EU Enacts New Law to Improve Critical Infrastructure Cybersecurity
Firms supplying essential services – such as energy, transport, banking and health, or digital services – such as search engines and cloud services, will have to improve their ability to withstand cyber attacks under the first EU-wide rules on cybersecurity, approved by the European Parliament in July.
The EU network and information security (NIS) directive is one of the first legislative frameworks that applies to platforms. In line with the Digital Single Market strategy, it establishes harmonised requirements for platforms and ensures that they can expect similar rules wherever they operate in the EU.

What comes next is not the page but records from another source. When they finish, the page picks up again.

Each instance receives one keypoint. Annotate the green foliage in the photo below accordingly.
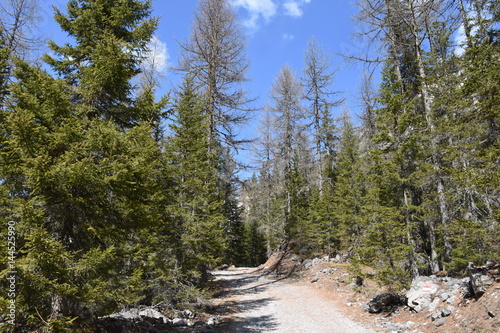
(111, 37)
(197, 208)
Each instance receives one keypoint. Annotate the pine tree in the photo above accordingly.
(110, 37)
(198, 208)
(348, 192)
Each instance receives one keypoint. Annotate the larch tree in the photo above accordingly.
(18, 20)
(111, 38)
(317, 83)
(83, 182)
(287, 114)
(215, 56)
(198, 209)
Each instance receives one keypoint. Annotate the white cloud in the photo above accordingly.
(257, 9)
(157, 56)
(460, 40)
(293, 8)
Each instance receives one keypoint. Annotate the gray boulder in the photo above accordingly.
(421, 294)
(384, 302)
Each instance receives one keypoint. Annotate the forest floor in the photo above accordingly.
(324, 299)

The new EU law lays down security and reporting obligations for “operators of essential services” in sectors such as energy, transport, health, banking and drinking water supply. EU member states will have to identify entities in these fields using specific criteria, for example, whether the service is critical for society and the economy and whether an incident would have significant disruptive effects on the provision of that service.
Some digital service providers including online marketplaces, search engines and cloud services will also have to take measures to ensure the safety of their infrastructure and will have to report major incidents to national authorities. The security and notification requirements are, however, lighter for these providers. Micro and small digital companies will be exempt from these requirements.
The new rules provide for a strategic “cooperation group” to exchange information and assist member states in cybersecurity capacity-building. Each EU country will be required to adopt a national NIS strategy.
Member states will also have to set up a network of Computer Security Incident Response Teams (CSIRTs) to handle incidents and risks, discuss cross-border security issues and identify coordinated responses. The European Network and Information Security Agency will play a key role in implementing the directive, particularly in relation to cooperation. The need to respect data protection rules is reiterated throughout the directive.
EU member states have 21 months to transpose the directive into their national laws and six additional months to identify operators of essential services.